El próximo 11 de mayo celebramos la festividad de la Divina Pastora, fecha señalada para toda nuestra familia. La imagen de María, bajo esta advocación, hace su aparición en la vida de María Ana con los primeros contactos con la Orden Capuchina.


María recogiendo a sus ovejas con ternura, presidirá los lugares en que se reunían las Hermanas, y también, en aquellos en los que María Ana ha de ejercer su función pastoral como Superiora y como educadora. Ese gesto de entrega de María acogiendo su rebaño, símbolo de su misión protectora y evangelizadora de Madre, ha llegado a nuestros alumnos y alumnas a través de a través de sus hijas, las Franciscanas Misioneras de la Madre del Divino Pastor.

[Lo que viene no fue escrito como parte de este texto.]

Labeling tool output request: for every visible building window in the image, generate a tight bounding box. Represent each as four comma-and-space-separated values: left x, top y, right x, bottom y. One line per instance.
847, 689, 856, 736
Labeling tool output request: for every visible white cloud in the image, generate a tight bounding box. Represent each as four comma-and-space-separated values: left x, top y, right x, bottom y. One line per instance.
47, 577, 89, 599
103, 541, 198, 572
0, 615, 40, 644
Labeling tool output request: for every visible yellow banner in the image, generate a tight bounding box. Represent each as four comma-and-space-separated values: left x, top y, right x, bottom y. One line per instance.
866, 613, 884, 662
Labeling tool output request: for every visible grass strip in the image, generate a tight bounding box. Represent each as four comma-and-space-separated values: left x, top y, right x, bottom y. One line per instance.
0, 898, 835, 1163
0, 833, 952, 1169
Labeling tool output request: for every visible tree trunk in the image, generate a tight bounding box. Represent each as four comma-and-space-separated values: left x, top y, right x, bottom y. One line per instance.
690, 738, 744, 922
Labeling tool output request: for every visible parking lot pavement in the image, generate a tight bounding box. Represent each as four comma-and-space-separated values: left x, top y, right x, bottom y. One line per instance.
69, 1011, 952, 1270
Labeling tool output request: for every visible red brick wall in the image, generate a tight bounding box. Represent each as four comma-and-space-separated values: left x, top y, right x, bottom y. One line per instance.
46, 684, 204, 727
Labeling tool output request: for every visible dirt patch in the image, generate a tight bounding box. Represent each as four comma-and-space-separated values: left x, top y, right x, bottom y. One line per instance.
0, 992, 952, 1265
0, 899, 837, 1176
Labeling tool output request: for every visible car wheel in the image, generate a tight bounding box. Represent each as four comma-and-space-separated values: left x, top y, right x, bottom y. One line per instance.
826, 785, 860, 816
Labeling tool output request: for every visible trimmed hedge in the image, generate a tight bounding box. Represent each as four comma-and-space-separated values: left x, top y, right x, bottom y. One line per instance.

Y ahora, todas las comunidades educativas de nuestra Fundación, tenemos a la Divina Pastora como cayado que nos sostiene en nuestro día a día. Por eso, cuando nuestros alumnos y alumnas la miren encontrarán en Ella a su amiga y su guía; incluso cuando ya hayan dejado el colegio, y vuelvan su mirada hacia la Virgen, reconocerán en María, a su Madre, que, como Divina Pastora, siempre les cobijará en todos los momentos de su vida.